La santé mentale du bébé est la discipline qui se préoccupe de ces questions. Sur ces sujets, prévention et intervention ne sont pas dissociables l’une de l’autre.
Le concept de retrait relationnel du bébé, sa détection et son évaluation à l’aide de l’Échelle Alarme Détresse Bébé (ADBB) s’avèrent particulièrement intéressantes pour ce champ. Voici pourquoi :
Qu’est-ce que le retrait relationnel ?
Le comportement de retrait relationnel est un élément important du répertoire défensif du bébé.
Le bébé ne possède que deux réponses possibles en cas de stress : les pleurs et le retrait relationnel.

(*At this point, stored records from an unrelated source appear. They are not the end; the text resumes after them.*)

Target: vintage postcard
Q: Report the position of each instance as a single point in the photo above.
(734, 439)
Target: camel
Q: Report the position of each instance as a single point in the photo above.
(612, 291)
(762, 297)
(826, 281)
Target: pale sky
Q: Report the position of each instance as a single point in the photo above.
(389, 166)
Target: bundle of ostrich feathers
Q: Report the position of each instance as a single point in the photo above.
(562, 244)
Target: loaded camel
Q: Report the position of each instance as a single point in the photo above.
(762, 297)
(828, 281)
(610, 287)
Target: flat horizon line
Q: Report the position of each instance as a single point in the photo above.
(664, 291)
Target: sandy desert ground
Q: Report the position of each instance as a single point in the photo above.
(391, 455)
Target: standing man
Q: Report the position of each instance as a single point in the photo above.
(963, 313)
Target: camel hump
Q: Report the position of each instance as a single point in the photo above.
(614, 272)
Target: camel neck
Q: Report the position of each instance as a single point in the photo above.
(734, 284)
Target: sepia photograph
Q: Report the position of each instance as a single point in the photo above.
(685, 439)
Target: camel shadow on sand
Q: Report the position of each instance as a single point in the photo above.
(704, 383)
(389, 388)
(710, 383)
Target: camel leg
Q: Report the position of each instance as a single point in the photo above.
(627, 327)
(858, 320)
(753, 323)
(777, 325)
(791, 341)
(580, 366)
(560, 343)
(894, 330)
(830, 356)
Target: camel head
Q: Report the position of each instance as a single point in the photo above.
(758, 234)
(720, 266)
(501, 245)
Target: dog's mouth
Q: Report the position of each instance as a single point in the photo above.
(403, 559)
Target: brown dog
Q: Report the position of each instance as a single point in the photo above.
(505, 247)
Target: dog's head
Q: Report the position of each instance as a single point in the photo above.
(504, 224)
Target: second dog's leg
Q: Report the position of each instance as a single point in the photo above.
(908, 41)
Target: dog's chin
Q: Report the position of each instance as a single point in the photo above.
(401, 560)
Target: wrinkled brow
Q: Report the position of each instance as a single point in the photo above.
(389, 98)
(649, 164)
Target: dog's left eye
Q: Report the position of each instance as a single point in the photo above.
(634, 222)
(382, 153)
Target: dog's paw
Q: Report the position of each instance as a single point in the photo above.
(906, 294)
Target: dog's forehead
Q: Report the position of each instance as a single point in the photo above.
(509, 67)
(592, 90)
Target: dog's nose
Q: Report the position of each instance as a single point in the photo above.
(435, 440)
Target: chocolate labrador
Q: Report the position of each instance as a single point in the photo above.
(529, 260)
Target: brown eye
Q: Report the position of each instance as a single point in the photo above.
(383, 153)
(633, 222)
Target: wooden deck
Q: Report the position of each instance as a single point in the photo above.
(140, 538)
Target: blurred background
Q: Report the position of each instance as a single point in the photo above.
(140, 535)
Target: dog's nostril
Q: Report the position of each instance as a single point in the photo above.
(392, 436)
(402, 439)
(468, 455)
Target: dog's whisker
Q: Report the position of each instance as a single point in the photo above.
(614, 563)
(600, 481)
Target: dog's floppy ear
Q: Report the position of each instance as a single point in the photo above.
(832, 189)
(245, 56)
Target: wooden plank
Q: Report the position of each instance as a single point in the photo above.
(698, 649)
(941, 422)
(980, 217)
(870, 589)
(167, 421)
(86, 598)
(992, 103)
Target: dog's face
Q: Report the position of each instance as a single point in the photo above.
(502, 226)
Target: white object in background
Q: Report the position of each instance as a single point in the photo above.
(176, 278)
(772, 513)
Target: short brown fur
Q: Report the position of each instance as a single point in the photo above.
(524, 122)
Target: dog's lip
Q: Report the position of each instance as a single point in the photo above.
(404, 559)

Alors que les pleurs sont faciles à repérer, le retrait relationnel peut lui, facilement ne pas être remarqué. Il peut être mal compris, banalisé, normalisé, dénié.
Le retrait relationnel normal :
Si l’on analyse les interactions adulte-bébé d’un point de vue micro analytique, le retrait relationnel transitoire est un mécanisme essentiel et normal pour réguler les interactions dans la petite enfance. (0-24 mois)
Ce mécanisme est très bien mis en évidence dans l’expérience du visage immobile d’Ed Tronick.
En effet, confronté à des stimuli et des interactions inhabituelles, inadéquates ou désagréables, ici un visage inexpressif venant de la maman, le bébé montre son inconfort, sa détresse en modulant son engagement relationnel.
Il va éviter le contact visuel, ne pas sourire, froncer les sourcils, détourner son attention des gens avec qui il est en relation et manifester certaines activités d’autorégulation et d’apaisement pour signifier son inconfort.
Le retrait relationnel pathologique, car durable, chronique
Sur un plan plus clinique, le retrait relationnel prolongé est plus préoccupant.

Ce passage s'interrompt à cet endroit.